議会だけでなく行政府も情報公開に積極的である。議会に提出する年次報告はもちろん、統合参謀本部が作成する軍事ドクトリンすらもホームページで入手することができる。安全保障関係についての政府高官の発言をフォローするには以下のホームページが便利である。
http://www.usia.gov/products/washfile/intrel.shtml

 また、各種研究所やシンクタンクは、特定の政策領域について独自でリンクを作成し、入手した情報を整理し直して公開している。大量破壊兵器の拡散問題との関連で言えば、以下のサイトの情報の豊富さと網羅性は瞠目に値する。

アメリカ科学者連合
http://www.fas.org/

 

 

天然資源防衛評議会
2.モニタリング・サービス

 外交や安全保障は、自国の権力が及ばない他国との関係に属する政策領域であり、自国の都合だけで手前勝手に決められるものではない。その都度の国際情勢や国際関係についての情報から、最大限国益を守るための方途は何か判断していく必要がある。
 しかし、人間は万能ではなく、特殊な人を除けば、マルチリンガルであることはできない。大量破壊兵器問題の専門家が、北朝鮮の情勢を知るのに朝鮮語を学ばなければならないというのであれば非常な負担でもあり、またその割に益するところも少ないということになろう。

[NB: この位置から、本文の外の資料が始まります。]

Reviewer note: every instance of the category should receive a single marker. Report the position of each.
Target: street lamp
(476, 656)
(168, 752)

 こうしたジレンマを解決すべく、アメリカでは、海外のメディアに公開された情報を常時モニターし、重要な情報を翻訳・編集して、ユーザーに報告するモニタリングサービス、FBIS(海外放送情報サービス)が、国家予算で運営されている。FBISのホームページにアクセスして、日本の非核三原則について検索すると、メディアに載った主要な記事の翻訳をたちどころに入手することができる。アクセスは政府関係組織とモントレー研究所のようなFBISとの契約者に限られているが、研究者やジャーナリスト、政策担当者は、外国語の壁に煩わされることなく特定の地域についての情報を手に入れることが出来、自分たちは研究や政策立案に専念していればすむことになる。令名高いアメリカのメディアやアカデミズムは、こうした目に見えない情報インフラに下支えされている。個人の知性や分析能力を最大限活用すべく、国家的なバックアップがなされているのである。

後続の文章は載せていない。